Get started with SysConfig provides an overview of what SysCfg is and how to get started with it. Please take a look at this if you have not already.

After importing a BLE5-Stack SysCfg project into CCS, by double clicking on the *.syscfg file, a GUI will appear where the project can be configured more easily. A number of BLE5-Stack configurable features are included in this GUI. Figure 225. shows what this looks like when importing the multi_role example.


Figure 225. After Import

Figure 225. Also shows many different configurable parameters for the project. The first few configurable options inside the Software -> BLE panel are as shown below. The generated file name for the BLE5-Stack feature is ti_build_config.opt.


Figure 226. Stack Feature

The Device Role configurable is an example of a drop down list where you can select the specific Device Role you wish to use. Device Role refers to the GAP Roles that the project operates as. This can be seen in Figure 227. There are many different options with different input methods available.


Figure 227. Device Role

When you first open a SysConfig project all of the settings for that project will be at their default values that are known to work with that example. Providing this amount of quick and easy configuration for a project is powerful. However, as we know, with great power comes great responsibility. Any one specific example is not guaranteed to function properly with any and all permutations of the available configurable options. More specifically, BLE5-Stack projects are written to implement one (or more) specific Generic Access Profile (GAP) Role Combinations, so one should not switch this unless you know what you’re doing. As long as the files that are generated from your input compile, the project will build. Whether or not it performs to the same degree depends on what you changed the options to.

Furthermore, the options that are available to modify will depend on the GAP Roles that have been selected. Changing the Device Role may add or remove options below it. If changing the Device Role option is required, it is suggested to change this first so that you do not lose any work you have already done below.

Open the SysConfig output (see Viewing SysConfig Output). After selecting a file you will be able, in real-time, to identify how the changes in the GUI effect the generated files. This will help you review the relationship between the GUI and the code.


Figure 228. Code Review


Changes will appear as a diff in the code view. Changes will be applied when the project is rebuilt.

Additional Configuration Categories


Remember that the following Configuration Categories will depend on the Role Combination (GAP Roles) you’ve chosen. Change Role Combination before changing any of the below options.
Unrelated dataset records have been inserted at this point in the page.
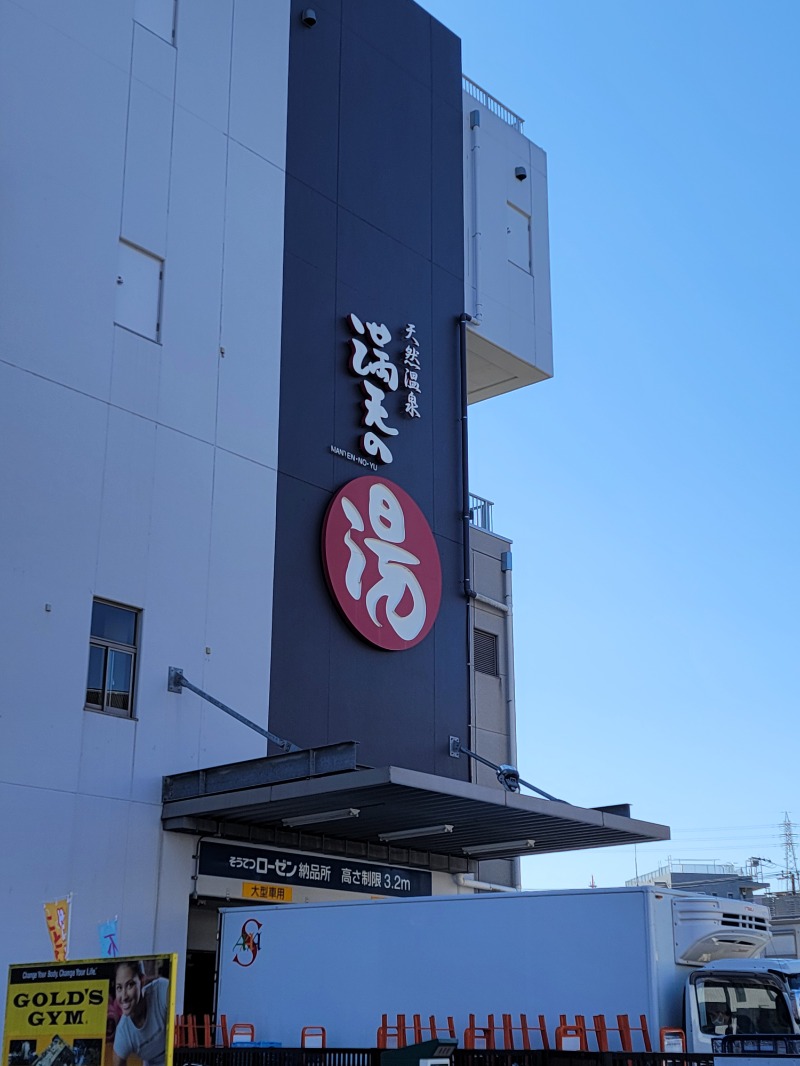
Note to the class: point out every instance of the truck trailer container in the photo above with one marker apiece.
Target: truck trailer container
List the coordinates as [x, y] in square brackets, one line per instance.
[580, 952]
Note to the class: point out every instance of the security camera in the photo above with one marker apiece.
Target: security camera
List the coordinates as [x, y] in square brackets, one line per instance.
[509, 777]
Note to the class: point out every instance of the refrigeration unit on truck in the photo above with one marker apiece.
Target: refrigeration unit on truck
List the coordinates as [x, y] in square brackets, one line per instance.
[635, 951]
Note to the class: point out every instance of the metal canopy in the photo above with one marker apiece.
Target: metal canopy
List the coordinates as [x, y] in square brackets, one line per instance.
[256, 801]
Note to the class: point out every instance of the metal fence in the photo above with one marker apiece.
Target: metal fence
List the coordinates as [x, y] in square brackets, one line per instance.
[276, 1056]
[371, 1056]
[492, 103]
[480, 512]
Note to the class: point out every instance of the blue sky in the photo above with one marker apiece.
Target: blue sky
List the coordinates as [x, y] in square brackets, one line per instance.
[651, 488]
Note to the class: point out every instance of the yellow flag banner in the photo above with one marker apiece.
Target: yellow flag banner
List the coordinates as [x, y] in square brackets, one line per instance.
[57, 916]
[93, 1012]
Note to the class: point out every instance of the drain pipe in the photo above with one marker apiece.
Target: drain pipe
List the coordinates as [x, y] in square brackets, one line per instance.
[475, 123]
[466, 558]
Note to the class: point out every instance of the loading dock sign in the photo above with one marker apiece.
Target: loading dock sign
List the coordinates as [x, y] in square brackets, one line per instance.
[265, 866]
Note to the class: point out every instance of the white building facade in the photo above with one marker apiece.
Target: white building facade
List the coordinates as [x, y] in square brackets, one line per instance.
[203, 205]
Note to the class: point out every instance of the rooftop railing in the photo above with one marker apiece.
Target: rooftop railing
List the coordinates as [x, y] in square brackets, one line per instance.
[492, 103]
[480, 512]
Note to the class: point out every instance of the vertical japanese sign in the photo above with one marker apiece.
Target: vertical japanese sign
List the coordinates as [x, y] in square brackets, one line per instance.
[91, 1013]
[57, 917]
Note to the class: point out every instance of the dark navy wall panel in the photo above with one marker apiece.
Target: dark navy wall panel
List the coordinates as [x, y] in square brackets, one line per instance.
[374, 227]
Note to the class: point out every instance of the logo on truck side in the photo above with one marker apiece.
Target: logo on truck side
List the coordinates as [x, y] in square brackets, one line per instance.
[249, 942]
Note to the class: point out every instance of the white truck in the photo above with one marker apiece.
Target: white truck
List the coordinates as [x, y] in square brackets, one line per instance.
[633, 951]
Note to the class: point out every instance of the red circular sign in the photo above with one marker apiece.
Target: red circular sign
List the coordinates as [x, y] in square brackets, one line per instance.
[381, 563]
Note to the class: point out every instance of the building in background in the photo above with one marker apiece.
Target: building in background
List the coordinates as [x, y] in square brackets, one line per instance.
[255, 262]
[713, 878]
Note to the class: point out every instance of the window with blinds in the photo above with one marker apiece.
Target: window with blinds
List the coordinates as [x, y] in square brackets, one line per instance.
[484, 651]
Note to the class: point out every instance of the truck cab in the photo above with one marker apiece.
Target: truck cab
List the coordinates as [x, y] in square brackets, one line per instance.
[744, 998]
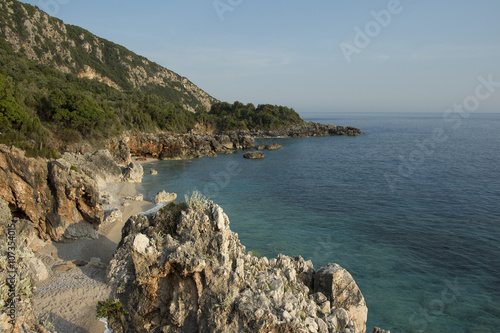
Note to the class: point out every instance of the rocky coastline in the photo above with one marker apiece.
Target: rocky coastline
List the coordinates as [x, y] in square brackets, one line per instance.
[180, 269]
[194, 145]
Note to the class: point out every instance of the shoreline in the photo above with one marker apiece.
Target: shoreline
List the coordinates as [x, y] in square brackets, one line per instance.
[76, 282]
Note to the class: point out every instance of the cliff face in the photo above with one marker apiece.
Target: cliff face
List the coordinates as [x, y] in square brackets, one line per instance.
[60, 197]
[71, 49]
[185, 271]
[192, 145]
[61, 202]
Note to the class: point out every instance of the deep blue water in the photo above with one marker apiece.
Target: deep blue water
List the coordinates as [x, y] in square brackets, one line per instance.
[411, 209]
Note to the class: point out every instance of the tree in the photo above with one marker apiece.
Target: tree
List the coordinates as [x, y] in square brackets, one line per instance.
[11, 113]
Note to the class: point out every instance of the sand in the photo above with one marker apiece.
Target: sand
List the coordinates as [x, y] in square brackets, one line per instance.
[69, 298]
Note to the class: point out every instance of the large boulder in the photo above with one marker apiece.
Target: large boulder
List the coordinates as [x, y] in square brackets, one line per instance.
[52, 194]
[254, 155]
[99, 165]
[18, 257]
[340, 288]
[183, 270]
[77, 212]
[164, 196]
[133, 173]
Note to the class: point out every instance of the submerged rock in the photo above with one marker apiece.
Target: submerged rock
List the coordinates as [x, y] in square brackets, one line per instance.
[254, 155]
[186, 271]
[164, 196]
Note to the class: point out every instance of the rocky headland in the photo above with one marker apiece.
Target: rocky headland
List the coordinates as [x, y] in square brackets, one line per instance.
[194, 145]
[180, 269]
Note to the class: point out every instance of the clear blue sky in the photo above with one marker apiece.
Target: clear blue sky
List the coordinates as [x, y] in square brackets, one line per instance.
[427, 56]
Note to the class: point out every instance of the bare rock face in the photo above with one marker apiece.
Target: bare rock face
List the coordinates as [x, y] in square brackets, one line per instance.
[164, 196]
[133, 173]
[17, 313]
[61, 201]
[254, 155]
[274, 146]
[185, 271]
[342, 291]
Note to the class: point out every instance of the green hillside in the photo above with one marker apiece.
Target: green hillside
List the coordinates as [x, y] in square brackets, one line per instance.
[57, 91]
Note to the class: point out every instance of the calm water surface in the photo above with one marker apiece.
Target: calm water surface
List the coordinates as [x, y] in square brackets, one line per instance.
[411, 209]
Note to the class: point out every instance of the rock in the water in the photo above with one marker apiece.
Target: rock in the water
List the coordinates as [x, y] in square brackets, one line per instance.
[340, 288]
[274, 146]
[253, 155]
[133, 173]
[164, 196]
[112, 217]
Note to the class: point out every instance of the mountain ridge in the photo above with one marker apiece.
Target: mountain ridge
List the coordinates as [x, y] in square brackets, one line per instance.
[72, 49]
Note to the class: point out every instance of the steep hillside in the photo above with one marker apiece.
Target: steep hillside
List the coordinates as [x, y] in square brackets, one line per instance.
[71, 49]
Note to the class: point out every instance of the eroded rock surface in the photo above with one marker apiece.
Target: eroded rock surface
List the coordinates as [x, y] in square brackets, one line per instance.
[54, 195]
[186, 271]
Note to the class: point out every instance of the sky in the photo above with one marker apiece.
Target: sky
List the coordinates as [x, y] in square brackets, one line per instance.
[313, 56]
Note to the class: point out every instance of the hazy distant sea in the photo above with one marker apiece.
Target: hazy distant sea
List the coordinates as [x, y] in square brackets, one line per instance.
[411, 209]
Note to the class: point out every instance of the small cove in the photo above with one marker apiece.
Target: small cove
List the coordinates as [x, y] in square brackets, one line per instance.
[420, 239]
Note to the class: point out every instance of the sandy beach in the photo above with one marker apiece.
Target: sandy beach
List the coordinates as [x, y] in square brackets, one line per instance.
[76, 282]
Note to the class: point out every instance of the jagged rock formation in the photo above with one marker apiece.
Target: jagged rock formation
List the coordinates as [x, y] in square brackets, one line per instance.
[307, 129]
[164, 196]
[60, 196]
[254, 155]
[185, 271]
[71, 49]
[185, 146]
[192, 145]
[19, 258]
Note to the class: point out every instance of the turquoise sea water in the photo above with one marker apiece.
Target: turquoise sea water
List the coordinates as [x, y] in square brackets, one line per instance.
[411, 209]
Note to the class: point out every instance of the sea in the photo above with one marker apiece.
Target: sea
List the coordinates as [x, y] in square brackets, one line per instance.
[411, 209]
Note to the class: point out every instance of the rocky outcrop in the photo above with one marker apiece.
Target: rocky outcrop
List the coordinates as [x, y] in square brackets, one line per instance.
[19, 269]
[164, 196]
[133, 173]
[274, 146]
[183, 270]
[192, 145]
[254, 155]
[307, 129]
[60, 197]
[186, 146]
[342, 291]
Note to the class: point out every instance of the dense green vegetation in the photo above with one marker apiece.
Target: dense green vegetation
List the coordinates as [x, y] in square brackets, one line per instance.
[42, 109]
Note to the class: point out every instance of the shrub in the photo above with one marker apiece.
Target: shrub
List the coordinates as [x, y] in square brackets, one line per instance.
[196, 201]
In this view you can configure the front end mode, the bias configuration and the default TX Power. When relevant (i.e. for CC13XXP/CC26XXP devices), you can select on which RF design your project is based. For CC26xx and CC1352R devices only one option is available and selected by default.


Figure 229. Radio

In Radio you will also find the BLE Radio Configuration view. Some of the configurations made in BLE Radio Configuration Settings will show up in the generated ti_radio_config files and are not applicable for BLE projects. The Other Dependencies -> RF options control arguments in the RF Driver and the Power Driver config in the Board.c file. For normal operation they should be left unchanged.


Figure 230. Radio - BLE Radio Configuration


  • For CC2642R, CC2652R and CC2652P devices, TI recommends to keep the field RF Designation to its default value (Sensitivity).

  • For CC2642R-Q1, the engineer can choose to set the field RF Designation to Selectivity or Sensitivity.

  • For the other devices, the field RF Designation is not displayed and the device is automatically configured to use the most optimized radio configurations.

In BLE Configuration, you will find the RF view. The RF view can be used to select pins for custom antenna switching. The RF view can be also used to enable RF coexistence feature. A few remarks regarding the code generated by SysConfig:

  • When required, SysConfig will generate callback functions accordingly to the functionalities activated.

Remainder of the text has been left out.